By Volker Lainer, VP of Product Management, GoldenSource.
When it comes to the future relationship of EU/UK financial services, alignment has been touched on regularly by policy makers and the UK has begun a series of assessments for its post-Brexit vision for financial services. Either way, the EU has ruled out access unless the UK adopts all EU rules – both current and future – which the UK has in turn ruled out. If the latest rhetoric is anything to go by, full equivalence is unlikely and, although this will provide structural obstacles, this could be the catalyst that sparks better risk modelling.

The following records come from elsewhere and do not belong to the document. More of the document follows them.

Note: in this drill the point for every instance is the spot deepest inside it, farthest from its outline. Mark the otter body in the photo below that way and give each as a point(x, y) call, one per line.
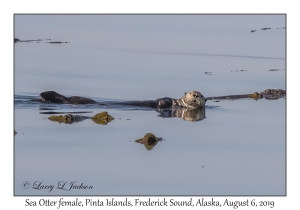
point(191, 100)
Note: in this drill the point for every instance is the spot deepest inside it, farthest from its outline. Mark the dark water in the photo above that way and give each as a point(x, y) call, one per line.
point(239, 148)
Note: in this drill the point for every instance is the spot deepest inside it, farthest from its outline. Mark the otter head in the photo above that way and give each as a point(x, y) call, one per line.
point(194, 99)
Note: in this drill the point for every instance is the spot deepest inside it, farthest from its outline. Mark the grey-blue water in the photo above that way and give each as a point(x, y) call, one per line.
point(239, 148)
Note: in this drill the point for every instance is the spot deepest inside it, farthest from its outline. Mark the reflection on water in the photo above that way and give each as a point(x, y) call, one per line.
point(144, 57)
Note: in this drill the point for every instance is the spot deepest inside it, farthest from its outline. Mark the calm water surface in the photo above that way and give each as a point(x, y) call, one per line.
point(239, 148)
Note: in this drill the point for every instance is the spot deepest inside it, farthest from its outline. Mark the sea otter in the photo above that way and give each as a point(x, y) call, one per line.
point(190, 100)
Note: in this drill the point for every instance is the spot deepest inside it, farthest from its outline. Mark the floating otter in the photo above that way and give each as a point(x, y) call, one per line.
point(190, 100)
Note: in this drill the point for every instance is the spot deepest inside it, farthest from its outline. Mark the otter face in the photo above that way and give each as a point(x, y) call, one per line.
point(194, 99)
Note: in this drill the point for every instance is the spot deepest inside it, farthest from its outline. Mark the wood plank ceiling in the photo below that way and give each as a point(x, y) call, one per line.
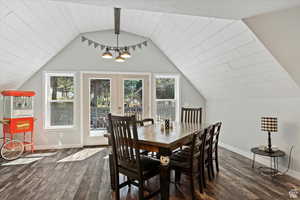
point(222, 58)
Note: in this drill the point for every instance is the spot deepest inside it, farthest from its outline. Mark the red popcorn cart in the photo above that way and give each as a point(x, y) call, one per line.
point(18, 116)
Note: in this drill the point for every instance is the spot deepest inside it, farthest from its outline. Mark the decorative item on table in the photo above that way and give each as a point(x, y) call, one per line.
point(269, 124)
point(18, 114)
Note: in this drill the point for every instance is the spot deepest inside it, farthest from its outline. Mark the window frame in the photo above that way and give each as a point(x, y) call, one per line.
point(176, 95)
point(48, 100)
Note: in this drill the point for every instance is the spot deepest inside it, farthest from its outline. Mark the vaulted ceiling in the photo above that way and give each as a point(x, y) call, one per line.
point(230, 9)
point(221, 57)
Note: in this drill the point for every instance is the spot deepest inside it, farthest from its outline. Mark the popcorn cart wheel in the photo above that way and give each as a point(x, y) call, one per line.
point(11, 149)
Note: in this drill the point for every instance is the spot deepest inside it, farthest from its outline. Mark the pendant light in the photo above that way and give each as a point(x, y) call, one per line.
point(119, 58)
point(107, 54)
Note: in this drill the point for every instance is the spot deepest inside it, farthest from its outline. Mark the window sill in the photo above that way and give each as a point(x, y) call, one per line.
point(60, 127)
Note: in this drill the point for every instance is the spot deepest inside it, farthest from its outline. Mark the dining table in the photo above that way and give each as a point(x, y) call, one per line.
point(156, 138)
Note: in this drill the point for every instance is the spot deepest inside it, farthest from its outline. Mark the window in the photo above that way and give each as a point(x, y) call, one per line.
point(60, 100)
point(166, 97)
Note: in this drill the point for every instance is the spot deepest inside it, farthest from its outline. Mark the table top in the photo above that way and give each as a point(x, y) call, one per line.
point(180, 134)
point(277, 153)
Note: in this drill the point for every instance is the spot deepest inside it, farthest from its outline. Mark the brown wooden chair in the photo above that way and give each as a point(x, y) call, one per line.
point(190, 161)
point(207, 153)
point(145, 121)
point(191, 115)
point(126, 156)
point(214, 147)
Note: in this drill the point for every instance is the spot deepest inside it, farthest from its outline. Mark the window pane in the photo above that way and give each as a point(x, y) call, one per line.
point(165, 88)
point(165, 110)
point(61, 88)
point(61, 113)
point(100, 105)
point(133, 98)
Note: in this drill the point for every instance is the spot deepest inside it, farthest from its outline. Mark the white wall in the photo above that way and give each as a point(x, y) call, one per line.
point(78, 57)
point(279, 32)
point(241, 125)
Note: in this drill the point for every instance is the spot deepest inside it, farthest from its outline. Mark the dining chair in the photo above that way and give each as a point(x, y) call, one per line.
point(214, 147)
point(208, 153)
point(190, 161)
point(127, 159)
point(145, 121)
point(191, 115)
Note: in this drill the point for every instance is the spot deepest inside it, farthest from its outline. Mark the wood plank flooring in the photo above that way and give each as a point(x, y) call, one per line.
point(85, 176)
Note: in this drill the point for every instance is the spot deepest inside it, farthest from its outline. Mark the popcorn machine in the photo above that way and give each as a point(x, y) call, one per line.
point(18, 115)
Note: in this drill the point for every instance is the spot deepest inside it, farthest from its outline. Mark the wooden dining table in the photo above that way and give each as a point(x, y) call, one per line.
point(154, 138)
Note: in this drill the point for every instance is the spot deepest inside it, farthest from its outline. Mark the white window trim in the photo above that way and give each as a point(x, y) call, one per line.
point(177, 93)
point(48, 101)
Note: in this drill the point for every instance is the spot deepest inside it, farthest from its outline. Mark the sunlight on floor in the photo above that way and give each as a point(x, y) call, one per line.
point(30, 158)
point(21, 161)
point(81, 155)
point(35, 155)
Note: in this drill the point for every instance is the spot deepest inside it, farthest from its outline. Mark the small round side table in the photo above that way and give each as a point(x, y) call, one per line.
point(273, 169)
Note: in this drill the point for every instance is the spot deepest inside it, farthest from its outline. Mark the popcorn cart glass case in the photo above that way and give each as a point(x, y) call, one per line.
point(18, 115)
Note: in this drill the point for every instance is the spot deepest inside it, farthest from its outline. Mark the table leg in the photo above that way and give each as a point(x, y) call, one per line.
point(165, 173)
point(253, 160)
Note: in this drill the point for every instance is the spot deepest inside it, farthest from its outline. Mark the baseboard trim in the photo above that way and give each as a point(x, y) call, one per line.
point(64, 146)
point(258, 159)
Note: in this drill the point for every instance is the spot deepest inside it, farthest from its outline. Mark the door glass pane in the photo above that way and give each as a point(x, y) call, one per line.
point(133, 98)
point(165, 88)
point(61, 113)
point(99, 105)
point(166, 110)
point(61, 87)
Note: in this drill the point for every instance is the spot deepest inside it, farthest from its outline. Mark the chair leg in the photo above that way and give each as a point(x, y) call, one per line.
point(117, 185)
point(217, 160)
point(192, 187)
point(177, 176)
point(212, 168)
point(200, 180)
point(209, 171)
point(203, 176)
point(141, 190)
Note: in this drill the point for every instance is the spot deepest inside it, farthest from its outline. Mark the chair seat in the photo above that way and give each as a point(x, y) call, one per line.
point(180, 159)
point(149, 163)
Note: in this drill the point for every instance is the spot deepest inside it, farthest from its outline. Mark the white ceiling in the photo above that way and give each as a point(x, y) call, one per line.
point(222, 58)
point(230, 9)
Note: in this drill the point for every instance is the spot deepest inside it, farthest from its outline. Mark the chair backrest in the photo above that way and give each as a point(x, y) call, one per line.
point(197, 149)
point(191, 115)
point(124, 139)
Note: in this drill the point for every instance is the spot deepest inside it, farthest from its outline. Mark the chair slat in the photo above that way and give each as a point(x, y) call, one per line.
point(191, 115)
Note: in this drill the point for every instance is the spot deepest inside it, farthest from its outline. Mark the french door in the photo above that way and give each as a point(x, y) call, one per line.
point(119, 94)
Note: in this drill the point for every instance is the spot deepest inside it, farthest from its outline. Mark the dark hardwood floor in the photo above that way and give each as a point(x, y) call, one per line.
point(84, 174)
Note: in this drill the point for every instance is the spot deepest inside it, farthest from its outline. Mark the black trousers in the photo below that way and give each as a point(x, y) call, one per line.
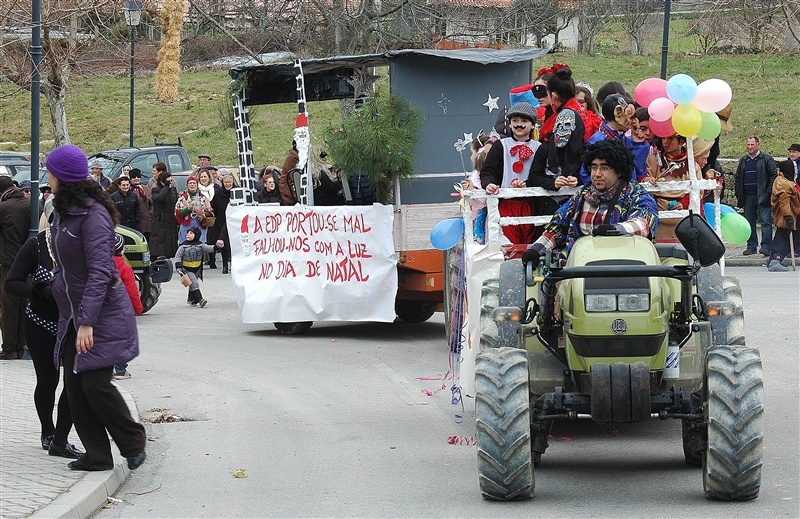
point(98, 407)
point(11, 317)
point(41, 344)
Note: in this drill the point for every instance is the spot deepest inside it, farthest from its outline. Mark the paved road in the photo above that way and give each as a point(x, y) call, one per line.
point(338, 423)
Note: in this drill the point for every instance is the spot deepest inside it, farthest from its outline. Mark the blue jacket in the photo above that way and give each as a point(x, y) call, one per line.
point(766, 173)
point(88, 290)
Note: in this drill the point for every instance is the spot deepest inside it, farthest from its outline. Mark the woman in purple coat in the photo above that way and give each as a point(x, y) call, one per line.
point(96, 322)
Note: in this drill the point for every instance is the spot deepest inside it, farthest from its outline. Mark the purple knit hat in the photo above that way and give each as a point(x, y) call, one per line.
point(68, 163)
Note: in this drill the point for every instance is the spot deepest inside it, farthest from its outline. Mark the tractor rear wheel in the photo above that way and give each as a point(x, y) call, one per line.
point(735, 394)
point(502, 414)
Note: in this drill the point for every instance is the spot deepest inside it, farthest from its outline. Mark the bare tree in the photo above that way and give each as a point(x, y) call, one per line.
point(62, 45)
point(593, 16)
point(757, 18)
point(705, 30)
point(634, 15)
point(791, 11)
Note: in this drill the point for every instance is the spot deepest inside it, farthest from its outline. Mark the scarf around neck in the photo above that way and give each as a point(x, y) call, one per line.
point(597, 198)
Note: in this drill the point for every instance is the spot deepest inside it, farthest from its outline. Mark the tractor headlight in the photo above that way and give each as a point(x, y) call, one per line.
point(601, 302)
point(633, 302)
point(614, 302)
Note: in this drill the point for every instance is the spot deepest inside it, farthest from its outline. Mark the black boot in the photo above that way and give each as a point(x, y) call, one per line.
point(200, 299)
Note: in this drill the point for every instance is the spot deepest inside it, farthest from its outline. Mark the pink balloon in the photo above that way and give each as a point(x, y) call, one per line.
point(662, 128)
point(650, 89)
point(661, 109)
point(712, 95)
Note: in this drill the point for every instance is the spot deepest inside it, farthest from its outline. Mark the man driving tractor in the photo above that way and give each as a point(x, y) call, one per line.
point(611, 205)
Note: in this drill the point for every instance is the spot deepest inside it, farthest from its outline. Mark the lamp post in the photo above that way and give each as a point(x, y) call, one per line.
point(133, 15)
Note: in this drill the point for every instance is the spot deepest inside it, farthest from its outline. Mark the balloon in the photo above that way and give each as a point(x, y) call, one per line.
point(662, 128)
point(446, 233)
point(660, 109)
point(681, 89)
point(649, 89)
point(735, 228)
point(712, 95)
point(710, 127)
point(708, 212)
point(686, 120)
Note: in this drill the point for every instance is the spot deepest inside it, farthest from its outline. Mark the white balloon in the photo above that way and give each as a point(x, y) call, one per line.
point(712, 95)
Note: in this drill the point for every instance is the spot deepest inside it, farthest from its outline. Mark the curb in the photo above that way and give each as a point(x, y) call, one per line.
point(92, 491)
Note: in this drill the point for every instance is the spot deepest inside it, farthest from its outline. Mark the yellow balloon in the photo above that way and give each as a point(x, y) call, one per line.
point(687, 120)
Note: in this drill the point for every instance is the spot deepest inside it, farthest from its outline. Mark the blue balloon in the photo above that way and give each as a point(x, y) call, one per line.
point(708, 210)
point(446, 234)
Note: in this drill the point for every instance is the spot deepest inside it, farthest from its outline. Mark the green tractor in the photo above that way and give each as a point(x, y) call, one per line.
point(149, 275)
point(627, 331)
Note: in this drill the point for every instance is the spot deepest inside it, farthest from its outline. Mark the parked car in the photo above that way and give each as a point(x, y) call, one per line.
point(24, 173)
point(173, 155)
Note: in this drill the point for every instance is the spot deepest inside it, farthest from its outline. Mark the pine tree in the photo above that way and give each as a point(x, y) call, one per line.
point(379, 141)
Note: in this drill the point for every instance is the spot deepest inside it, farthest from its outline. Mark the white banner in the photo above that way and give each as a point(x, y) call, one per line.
point(292, 264)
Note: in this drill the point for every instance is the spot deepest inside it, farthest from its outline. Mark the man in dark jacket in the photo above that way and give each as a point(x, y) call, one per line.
point(15, 216)
point(145, 202)
point(127, 203)
point(755, 175)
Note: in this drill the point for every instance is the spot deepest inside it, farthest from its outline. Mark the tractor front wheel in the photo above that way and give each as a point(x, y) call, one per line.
point(735, 395)
point(502, 414)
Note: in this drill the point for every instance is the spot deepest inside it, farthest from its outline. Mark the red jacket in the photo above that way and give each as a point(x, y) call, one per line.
point(126, 274)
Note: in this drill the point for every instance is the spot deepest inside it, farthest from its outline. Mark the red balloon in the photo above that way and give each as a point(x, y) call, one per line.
point(650, 89)
point(662, 128)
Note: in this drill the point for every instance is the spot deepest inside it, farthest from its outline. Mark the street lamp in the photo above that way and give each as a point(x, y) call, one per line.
point(133, 15)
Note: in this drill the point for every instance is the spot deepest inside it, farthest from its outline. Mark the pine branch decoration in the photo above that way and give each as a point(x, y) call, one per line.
point(379, 141)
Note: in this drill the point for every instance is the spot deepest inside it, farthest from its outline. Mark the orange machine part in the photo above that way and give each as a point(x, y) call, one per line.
point(420, 275)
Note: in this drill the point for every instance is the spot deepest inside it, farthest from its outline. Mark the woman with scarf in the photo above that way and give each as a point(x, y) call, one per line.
point(612, 204)
point(96, 325)
point(41, 326)
point(163, 228)
point(192, 209)
point(189, 262)
point(558, 160)
point(219, 231)
point(206, 185)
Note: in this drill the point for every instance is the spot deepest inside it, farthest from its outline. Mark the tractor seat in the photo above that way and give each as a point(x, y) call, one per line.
point(671, 250)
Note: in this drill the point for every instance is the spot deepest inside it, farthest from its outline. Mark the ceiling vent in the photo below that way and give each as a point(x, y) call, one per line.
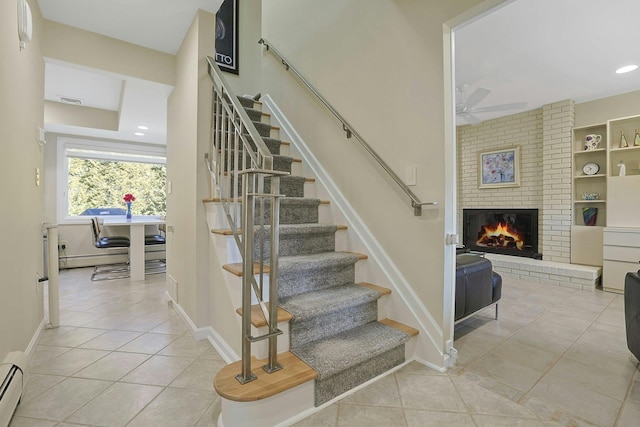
point(69, 100)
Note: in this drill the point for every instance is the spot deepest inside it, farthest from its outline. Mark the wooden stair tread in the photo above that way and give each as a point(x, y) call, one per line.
point(412, 332)
point(259, 321)
point(236, 268)
point(293, 373)
point(382, 290)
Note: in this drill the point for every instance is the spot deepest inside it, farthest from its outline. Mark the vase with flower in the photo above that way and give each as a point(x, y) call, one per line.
point(128, 198)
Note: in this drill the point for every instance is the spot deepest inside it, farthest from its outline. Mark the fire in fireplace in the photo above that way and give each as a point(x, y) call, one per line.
point(503, 231)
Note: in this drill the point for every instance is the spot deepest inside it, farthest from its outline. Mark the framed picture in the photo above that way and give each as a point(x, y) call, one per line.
point(500, 168)
point(227, 36)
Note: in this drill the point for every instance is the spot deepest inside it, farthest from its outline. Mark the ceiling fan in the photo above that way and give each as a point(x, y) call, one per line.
point(465, 105)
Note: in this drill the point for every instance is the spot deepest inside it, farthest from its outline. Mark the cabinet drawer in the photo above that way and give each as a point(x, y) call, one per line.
point(614, 272)
point(621, 253)
point(618, 238)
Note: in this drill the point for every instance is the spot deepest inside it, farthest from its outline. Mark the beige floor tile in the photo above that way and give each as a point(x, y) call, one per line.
point(70, 362)
point(72, 338)
point(519, 352)
point(158, 370)
point(31, 422)
point(186, 346)
point(328, 417)
point(211, 354)
point(116, 406)
point(149, 343)
point(383, 392)
point(110, 340)
point(113, 366)
point(63, 399)
point(211, 415)
point(540, 339)
point(38, 384)
point(511, 373)
point(43, 353)
point(584, 403)
point(498, 421)
point(479, 401)
point(199, 375)
point(591, 377)
point(174, 407)
point(435, 393)
point(418, 418)
point(370, 416)
point(173, 325)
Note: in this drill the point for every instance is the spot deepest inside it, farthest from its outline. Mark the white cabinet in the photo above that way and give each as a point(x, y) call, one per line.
point(621, 254)
point(613, 197)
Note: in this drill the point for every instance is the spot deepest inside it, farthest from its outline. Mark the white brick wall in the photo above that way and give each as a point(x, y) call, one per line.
point(524, 130)
point(544, 137)
point(558, 121)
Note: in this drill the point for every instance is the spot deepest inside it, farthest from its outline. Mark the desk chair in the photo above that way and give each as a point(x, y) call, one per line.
point(103, 272)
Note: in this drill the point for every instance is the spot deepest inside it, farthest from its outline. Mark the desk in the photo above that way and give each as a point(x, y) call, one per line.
point(136, 234)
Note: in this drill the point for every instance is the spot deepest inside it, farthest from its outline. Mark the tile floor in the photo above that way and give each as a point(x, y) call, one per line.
point(557, 357)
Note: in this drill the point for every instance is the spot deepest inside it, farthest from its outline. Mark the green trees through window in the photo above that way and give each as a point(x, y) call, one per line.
point(103, 184)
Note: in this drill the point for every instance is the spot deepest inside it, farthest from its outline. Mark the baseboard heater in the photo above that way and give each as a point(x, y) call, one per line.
point(12, 374)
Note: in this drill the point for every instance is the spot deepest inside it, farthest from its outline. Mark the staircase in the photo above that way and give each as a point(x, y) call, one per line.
point(334, 325)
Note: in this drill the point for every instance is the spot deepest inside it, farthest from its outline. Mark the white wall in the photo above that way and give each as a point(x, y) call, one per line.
point(21, 209)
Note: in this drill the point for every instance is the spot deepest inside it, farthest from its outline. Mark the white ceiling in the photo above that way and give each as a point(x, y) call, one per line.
point(543, 51)
point(533, 51)
point(156, 24)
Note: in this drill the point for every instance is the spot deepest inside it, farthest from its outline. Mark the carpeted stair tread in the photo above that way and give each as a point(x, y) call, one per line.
point(318, 303)
point(335, 354)
point(317, 261)
point(247, 102)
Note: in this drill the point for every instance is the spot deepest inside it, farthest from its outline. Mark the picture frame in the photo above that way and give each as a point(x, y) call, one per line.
point(227, 36)
point(499, 168)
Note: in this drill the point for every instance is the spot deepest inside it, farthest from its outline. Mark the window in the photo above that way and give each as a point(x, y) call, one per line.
point(96, 175)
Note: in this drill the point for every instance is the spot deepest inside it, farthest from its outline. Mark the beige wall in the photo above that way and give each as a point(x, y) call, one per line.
point(380, 63)
point(21, 210)
point(93, 50)
point(601, 110)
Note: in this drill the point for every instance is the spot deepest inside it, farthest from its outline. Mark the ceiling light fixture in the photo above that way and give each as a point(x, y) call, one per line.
point(626, 69)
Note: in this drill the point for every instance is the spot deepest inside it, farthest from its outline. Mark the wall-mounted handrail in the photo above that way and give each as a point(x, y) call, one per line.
point(350, 131)
point(238, 154)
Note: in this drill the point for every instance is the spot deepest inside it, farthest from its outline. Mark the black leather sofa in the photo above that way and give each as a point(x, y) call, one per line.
point(632, 312)
point(477, 285)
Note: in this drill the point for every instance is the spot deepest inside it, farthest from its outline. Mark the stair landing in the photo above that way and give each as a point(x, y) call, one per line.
point(293, 373)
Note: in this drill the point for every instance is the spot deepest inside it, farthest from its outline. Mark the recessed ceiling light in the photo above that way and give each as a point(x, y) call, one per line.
point(626, 69)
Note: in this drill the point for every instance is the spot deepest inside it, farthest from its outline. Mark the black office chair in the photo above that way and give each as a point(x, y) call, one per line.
point(109, 271)
point(156, 266)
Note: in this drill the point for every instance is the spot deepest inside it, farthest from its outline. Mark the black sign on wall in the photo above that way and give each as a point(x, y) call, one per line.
point(227, 36)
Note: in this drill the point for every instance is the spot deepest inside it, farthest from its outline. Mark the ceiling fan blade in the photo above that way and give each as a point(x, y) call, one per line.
point(501, 107)
point(477, 96)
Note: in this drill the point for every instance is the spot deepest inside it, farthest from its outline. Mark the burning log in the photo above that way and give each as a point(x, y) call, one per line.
point(500, 236)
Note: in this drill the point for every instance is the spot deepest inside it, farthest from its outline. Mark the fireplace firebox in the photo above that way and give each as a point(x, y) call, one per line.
point(501, 231)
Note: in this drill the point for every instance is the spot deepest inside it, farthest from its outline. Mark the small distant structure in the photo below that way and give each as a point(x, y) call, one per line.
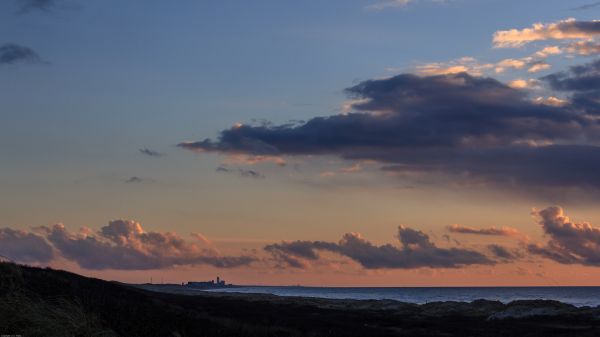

Since the Brexit vote, announcements have trickled in about banks creating new offices in continental Europe. Initially, this redomiciling was more of a precautionary measure in case trade barriers suddenly manifested. So, currently, the UK and EU’s financial infrastructure are one and the same, with a large proportion of trading activity taking place in London. But at some point soon, trades will start flowing through Frankfurt, Paris or Luxembourg so firms face the reality of separating their UK/EU trading operations.
Although new continental entities have been created, they are not yet capable of executing all of the trading that still goes through London. As such, every organisation is going to have to suddenly create relationships with new counterparties because their new entities will have to begin taking on responsibility and ownership of new trading activity. It’s not something which can be picked up overnight. And, from an operational standpoint, there are some distinct obstacles. For example, these new entities will require settlement instructions and have all of the operational data attached to allow it to do business.
Fundamentally, now things are more “certain”, it’s becoming clear that banks have been waiting for the dust to settle and most of them do not have a strategy in place to make these legal entities functional. Regional operations of banks are currently siloed and most banks have lots of different systems in place across all their legal entities. With so many different arms operating across different markets, the larger banks will now have a number of entities which are working with hundreds of different counterparties. To make matters worse, everyone else is doing this at the same time, meaning there are new parties popping up everywhere. It’s a very difficult process to manage and, assuming there is no extension to the transition period, all in a relatively short space of time.
This fragmented operational landscape means it’s next to impossible for firms to obtain a full oversight of their risk exposure – it comes right back to what caused the Lehman’s crisis. In the immediate aftermath nobody could figure out what their exposure was. How do you measure exposure when you do not have a single party view of all of your entities and what subsidiaries they are invested in? You can’t. Particularly when it comes to some of the more complex OTC contracts. Most firms cannot figure out who the ultimate parent is.
If an organisation does not have data modelling which can update all counterparty data across the whole business, there is no chance firms can unravel such an extensive web. Even if you manage to get all the risk modelling in place in one location, it can rapidly go out of date because firms are unlikely to have a system in place which ensures accuracy of all counterparty data across all locations at any one time, new and old Updates are not made centrally.
This complex landscape has been growing organically for years and firms have been putting off gaining a holistic understanding of all their counterparty risk for too long. Therefore, it’s possible that this may act as a catalyst which will push the industry towards better risk aggregation. Firms must introduce systems which can quickly and easily set up new entities in a consolidated way, which cannot be coordinated with a fractured infrastructure but only be done via a centralised platform.